Las Vegas Sun

April 25, 2024

One of two traffic charges dropped following racial profiling claim

A District Court judge on Friday dismissed one of the traffic citations issued to a woman who claims she was a victim of racial profiling by North Las Vegas Police.

Dorthy Ukaegbu took her case to court after a North Las Vegas officer cited her for failing to stop at a red light and failure to stop for an emergency vehicle in April. She alleged the officer had followed her and pulled her over because she is a black woman.

Ukaegbu appealed the case to the District Court level after a Municipal Court judge let the charges stand.

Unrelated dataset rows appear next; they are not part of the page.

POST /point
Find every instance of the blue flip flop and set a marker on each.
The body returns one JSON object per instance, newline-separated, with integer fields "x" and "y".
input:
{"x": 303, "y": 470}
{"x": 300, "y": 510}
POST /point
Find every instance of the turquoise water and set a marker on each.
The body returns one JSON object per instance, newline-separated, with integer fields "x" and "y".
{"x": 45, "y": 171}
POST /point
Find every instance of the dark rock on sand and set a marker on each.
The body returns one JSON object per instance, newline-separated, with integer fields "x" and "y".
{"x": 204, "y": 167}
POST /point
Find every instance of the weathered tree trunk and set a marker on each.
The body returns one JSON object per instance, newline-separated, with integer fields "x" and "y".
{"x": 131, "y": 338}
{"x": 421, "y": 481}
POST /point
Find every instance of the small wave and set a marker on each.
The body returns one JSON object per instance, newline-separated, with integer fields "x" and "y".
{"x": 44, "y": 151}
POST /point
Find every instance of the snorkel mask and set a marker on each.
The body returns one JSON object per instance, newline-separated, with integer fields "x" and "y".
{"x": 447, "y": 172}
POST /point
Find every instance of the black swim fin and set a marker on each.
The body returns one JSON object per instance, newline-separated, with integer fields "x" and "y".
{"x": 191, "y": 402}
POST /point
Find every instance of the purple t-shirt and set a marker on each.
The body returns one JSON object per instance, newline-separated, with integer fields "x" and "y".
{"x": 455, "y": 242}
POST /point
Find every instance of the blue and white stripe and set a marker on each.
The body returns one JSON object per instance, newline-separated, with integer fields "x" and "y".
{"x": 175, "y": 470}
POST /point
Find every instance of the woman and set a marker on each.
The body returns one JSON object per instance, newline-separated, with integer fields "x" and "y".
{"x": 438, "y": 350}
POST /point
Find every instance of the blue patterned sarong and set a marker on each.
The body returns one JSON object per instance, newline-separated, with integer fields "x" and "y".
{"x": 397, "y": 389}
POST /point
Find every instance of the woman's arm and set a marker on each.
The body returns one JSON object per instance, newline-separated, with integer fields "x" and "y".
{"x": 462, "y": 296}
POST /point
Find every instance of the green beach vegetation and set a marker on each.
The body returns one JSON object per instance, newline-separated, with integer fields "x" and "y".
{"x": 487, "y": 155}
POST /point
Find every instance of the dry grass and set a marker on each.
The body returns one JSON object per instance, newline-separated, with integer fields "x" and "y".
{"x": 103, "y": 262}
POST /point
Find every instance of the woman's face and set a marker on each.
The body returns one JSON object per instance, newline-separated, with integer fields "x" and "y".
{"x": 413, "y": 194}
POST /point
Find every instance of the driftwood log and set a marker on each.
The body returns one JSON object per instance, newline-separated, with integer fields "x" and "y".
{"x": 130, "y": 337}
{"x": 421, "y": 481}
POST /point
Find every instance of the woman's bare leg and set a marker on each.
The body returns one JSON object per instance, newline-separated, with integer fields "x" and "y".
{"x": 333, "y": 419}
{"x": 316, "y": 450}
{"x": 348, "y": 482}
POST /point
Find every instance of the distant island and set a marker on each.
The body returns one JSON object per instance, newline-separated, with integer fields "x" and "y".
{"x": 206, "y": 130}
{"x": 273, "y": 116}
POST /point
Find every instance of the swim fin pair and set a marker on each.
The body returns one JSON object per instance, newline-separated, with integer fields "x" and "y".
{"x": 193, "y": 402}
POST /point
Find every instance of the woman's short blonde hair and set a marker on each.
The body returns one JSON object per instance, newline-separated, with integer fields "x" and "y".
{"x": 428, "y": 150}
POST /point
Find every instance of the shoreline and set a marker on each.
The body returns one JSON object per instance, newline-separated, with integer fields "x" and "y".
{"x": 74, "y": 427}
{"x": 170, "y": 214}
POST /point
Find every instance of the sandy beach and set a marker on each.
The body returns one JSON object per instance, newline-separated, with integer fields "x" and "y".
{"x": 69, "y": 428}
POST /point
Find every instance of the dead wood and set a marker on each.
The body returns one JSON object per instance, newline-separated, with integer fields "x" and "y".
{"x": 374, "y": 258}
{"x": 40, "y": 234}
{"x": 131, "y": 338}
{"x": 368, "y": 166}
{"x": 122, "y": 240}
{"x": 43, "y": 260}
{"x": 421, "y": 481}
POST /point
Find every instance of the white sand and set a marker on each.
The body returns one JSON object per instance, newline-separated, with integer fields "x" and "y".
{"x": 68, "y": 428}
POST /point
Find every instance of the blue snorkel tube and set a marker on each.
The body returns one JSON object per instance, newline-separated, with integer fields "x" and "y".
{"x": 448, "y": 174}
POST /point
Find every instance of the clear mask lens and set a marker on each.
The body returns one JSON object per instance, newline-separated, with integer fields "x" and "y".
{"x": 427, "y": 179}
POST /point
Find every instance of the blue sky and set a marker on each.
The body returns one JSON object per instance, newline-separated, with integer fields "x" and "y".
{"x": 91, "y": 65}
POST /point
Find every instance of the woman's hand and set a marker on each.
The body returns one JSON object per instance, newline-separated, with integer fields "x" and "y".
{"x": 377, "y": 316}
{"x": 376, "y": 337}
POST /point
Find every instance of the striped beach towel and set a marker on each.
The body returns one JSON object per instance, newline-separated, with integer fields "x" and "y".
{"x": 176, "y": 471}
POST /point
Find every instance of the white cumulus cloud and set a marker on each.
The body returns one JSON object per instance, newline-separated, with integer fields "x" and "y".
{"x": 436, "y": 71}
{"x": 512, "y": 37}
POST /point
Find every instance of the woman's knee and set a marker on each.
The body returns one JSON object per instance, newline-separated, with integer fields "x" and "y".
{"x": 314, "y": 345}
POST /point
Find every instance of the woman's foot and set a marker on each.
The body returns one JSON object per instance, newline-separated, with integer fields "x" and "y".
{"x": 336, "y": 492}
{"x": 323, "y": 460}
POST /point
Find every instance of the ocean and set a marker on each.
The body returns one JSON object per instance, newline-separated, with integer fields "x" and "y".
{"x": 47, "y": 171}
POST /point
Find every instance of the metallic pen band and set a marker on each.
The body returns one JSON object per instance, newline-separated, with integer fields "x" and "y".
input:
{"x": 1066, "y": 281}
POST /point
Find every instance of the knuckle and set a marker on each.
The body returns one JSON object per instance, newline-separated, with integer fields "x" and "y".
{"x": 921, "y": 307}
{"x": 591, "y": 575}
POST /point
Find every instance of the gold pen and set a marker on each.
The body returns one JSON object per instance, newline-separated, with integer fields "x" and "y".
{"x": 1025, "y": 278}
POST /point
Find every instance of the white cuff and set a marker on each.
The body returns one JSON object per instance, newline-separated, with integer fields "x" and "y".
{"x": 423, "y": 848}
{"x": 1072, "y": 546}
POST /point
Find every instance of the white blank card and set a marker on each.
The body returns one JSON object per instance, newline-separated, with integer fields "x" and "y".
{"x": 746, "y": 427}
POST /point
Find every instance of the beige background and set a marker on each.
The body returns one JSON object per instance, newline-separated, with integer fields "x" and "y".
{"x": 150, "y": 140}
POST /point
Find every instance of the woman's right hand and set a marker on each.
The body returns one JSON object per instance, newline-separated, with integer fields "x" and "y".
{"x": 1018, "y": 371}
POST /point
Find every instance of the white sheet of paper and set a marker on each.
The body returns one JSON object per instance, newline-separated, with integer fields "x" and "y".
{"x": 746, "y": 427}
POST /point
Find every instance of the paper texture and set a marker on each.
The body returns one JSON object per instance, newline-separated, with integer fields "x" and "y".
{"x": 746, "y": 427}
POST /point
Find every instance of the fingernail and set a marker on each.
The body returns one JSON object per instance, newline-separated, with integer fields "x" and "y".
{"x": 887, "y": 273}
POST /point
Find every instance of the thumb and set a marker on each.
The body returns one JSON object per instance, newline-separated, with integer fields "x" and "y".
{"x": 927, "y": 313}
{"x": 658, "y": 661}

District Judge John McGroarty said there was not sufficient evidence to warrant the charge of failure to stop for an emergency vehicle, which carries a $300 fine. He determined that Ukaegbu did, however, run the red light. He said that charge, which carries a $100 fine, would stand.

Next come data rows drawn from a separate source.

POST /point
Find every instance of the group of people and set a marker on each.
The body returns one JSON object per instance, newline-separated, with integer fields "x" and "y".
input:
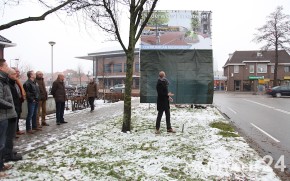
{"x": 12, "y": 95}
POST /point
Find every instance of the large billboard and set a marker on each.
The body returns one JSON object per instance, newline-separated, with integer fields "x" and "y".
{"x": 179, "y": 43}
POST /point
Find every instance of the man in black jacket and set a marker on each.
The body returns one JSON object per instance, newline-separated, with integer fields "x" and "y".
{"x": 11, "y": 129}
{"x": 59, "y": 95}
{"x": 163, "y": 99}
{"x": 7, "y": 111}
{"x": 32, "y": 97}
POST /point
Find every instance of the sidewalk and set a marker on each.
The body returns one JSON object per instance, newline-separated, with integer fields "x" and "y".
{"x": 92, "y": 147}
{"x": 77, "y": 121}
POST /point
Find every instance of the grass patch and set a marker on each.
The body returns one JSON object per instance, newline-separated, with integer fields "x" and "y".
{"x": 226, "y": 129}
{"x": 228, "y": 134}
{"x": 222, "y": 126}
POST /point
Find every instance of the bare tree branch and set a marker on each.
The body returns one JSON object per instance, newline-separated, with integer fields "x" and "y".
{"x": 37, "y": 18}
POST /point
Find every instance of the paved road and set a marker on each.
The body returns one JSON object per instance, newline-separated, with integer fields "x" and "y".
{"x": 265, "y": 121}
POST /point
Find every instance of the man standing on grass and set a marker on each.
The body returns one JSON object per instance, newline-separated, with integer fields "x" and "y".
{"x": 59, "y": 95}
{"x": 42, "y": 100}
{"x": 163, "y": 99}
{"x": 7, "y": 111}
{"x": 92, "y": 93}
{"x": 32, "y": 98}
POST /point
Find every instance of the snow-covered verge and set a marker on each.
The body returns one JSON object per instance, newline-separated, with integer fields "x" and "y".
{"x": 103, "y": 152}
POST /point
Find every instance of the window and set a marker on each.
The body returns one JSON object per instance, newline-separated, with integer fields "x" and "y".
{"x": 236, "y": 69}
{"x": 251, "y": 68}
{"x": 287, "y": 68}
{"x": 108, "y": 68}
{"x": 261, "y": 68}
{"x": 117, "y": 68}
{"x": 272, "y": 68}
{"x": 137, "y": 67}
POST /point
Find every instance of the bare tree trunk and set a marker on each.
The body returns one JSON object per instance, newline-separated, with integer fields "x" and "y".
{"x": 128, "y": 89}
{"x": 275, "y": 83}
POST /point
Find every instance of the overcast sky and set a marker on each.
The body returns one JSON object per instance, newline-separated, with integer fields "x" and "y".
{"x": 234, "y": 23}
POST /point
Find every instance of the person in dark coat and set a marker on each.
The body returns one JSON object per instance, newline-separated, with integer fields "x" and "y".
{"x": 42, "y": 100}
{"x": 59, "y": 95}
{"x": 11, "y": 129}
{"x": 32, "y": 97}
{"x": 92, "y": 93}
{"x": 7, "y": 111}
{"x": 22, "y": 97}
{"x": 163, "y": 99}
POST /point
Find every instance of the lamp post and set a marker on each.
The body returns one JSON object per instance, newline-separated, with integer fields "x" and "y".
{"x": 51, "y": 43}
{"x": 16, "y": 59}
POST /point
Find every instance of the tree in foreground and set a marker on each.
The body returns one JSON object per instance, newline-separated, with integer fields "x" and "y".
{"x": 105, "y": 14}
{"x": 276, "y": 35}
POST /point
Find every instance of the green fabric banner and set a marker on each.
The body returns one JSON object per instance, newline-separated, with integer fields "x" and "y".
{"x": 190, "y": 73}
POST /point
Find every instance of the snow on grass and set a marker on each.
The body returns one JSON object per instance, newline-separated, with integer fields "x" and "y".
{"x": 103, "y": 152}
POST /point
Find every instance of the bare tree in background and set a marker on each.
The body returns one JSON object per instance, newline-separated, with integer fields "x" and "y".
{"x": 105, "y": 13}
{"x": 276, "y": 34}
{"x": 51, "y": 9}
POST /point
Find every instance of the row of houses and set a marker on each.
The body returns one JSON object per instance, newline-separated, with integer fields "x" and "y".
{"x": 247, "y": 70}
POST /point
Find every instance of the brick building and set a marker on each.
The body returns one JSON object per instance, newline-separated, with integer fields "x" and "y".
{"x": 110, "y": 68}
{"x": 246, "y": 70}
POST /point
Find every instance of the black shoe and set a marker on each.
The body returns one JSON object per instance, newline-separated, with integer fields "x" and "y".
{"x": 45, "y": 124}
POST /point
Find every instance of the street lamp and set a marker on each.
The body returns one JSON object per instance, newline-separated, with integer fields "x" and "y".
{"x": 16, "y": 59}
{"x": 51, "y": 43}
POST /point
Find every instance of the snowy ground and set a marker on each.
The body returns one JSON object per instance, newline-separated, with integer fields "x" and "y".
{"x": 103, "y": 152}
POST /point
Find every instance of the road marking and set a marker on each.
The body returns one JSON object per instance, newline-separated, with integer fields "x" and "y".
{"x": 270, "y": 107}
{"x": 265, "y": 133}
{"x": 280, "y": 110}
{"x": 260, "y": 104}
{"x": 232, "y": 110}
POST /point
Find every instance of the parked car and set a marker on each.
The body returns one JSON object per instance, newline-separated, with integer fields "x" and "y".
{"x": 279, "y": 91}
{"x": 118, "y": 88}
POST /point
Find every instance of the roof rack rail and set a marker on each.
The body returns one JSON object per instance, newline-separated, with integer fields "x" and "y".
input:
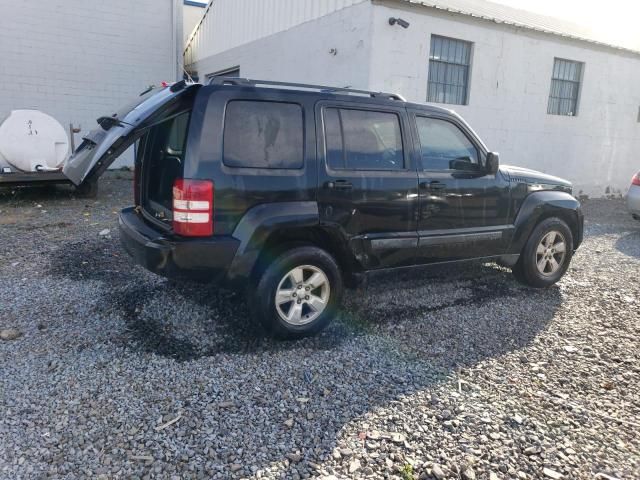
{"x": 246, "y": 82}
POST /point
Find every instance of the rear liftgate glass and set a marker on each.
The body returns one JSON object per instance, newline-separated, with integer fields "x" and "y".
{"x": 162, "y": 157}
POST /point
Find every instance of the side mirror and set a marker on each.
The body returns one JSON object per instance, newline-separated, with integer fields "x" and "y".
{"x": 493, "y": 163}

Ukaegbu on Friday turned down a deal offered by Deputy City Attorney Ken Long. Long offered to make the citations nonmoving violations, which would reduce the fines to $75 each and would not affect Ukaegbu's insurance rates. But Ukaegbu refused.

"It's a matter of principal," she said. "I feel that I am not guilty."

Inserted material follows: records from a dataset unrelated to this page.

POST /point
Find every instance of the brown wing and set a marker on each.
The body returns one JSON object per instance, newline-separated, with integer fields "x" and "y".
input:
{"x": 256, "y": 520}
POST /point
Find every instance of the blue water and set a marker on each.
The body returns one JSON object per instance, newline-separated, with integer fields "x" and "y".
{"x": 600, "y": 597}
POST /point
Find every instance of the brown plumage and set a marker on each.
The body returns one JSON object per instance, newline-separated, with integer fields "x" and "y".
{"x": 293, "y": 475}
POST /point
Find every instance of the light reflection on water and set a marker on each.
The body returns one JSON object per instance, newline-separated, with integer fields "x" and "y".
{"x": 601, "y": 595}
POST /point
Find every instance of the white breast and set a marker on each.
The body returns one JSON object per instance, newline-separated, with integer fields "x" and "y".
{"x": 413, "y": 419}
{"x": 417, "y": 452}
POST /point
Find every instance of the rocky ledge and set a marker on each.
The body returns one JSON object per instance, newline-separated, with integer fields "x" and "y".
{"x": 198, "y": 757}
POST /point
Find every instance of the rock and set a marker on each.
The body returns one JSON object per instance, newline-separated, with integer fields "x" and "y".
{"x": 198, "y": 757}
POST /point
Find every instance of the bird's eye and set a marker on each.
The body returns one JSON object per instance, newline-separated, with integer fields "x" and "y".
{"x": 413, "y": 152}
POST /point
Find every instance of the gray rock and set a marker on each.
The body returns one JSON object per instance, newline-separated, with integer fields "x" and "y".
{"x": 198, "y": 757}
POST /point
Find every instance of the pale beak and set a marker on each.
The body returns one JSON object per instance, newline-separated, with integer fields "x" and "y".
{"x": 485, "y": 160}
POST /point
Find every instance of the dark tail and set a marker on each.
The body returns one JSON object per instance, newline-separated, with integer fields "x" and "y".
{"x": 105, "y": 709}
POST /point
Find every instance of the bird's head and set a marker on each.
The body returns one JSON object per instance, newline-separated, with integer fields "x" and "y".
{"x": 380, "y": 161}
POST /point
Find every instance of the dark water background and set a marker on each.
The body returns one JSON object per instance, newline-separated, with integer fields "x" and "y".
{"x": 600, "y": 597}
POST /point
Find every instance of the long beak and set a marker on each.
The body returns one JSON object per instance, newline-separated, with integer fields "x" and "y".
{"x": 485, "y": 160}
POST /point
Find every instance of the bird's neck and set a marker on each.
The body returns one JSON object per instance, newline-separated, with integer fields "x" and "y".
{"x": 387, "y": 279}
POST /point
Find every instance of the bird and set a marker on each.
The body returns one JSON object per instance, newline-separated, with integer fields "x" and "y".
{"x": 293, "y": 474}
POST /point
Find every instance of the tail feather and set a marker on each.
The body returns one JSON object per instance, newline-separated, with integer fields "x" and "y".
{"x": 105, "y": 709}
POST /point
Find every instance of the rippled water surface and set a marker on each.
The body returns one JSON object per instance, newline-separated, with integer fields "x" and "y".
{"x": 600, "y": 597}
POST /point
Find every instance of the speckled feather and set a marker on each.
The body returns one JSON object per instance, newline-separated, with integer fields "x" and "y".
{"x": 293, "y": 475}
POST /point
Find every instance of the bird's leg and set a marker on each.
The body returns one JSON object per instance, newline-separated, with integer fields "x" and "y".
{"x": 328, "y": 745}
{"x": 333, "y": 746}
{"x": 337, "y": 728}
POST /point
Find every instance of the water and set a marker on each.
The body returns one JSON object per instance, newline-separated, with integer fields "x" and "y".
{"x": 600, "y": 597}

McGroarty's ruling came after a brief bench trial in which Ukaegbu, an anthropology instructor at the Community College of Southern Nevada, represented herself.

Officer William Silva, the single witness in the case, testified that he pulled Ukaegbu over after she ran a red light near Martin Luther King Boulevard and Carey Avenue. Silva said he was not aware of the driver's race or ethnicity.

Silva, a motorcycle officer, said he put on his flashing lights and sirens, but Ukaegbu refused to pull over and yelled at him out of her window instead.

"She continued to argue about why I had stopped her," he said. "She was hostile towards me."

Silva said Ukaegbu pulled over only after he got off his motorcycle in the middle of traffic and demanded that she move to the right side of the road.

But Ukaegbu denied that was the case. She said she was more than three quarters of the way through the intersection when the light turned red. She said she tried to veer to the right as soon as she heard the officer's sirens, but heavy traffic initially prevented her from doing so.

Ukaegbu said the officer admitted that he followed her and that he also commented on her thick Nigerian accent. She denied that she ever yelled at the officer or was hostile.

"I didn't know why he stopped me because as far as I was concerned, I didn't do anything wrong," she said.

Long said the exchange between Silva and Ukaegbu was tape-recorded and that Silva's lieutenant listened to the tape and cleared the officer of any wrongdoing. He said the tape was erased because Ukaegbu did not file a complaint with the Internal Affairs Department within 30 days.

"I do feel this is a waste of judicial recourses," Long said of the bench trial.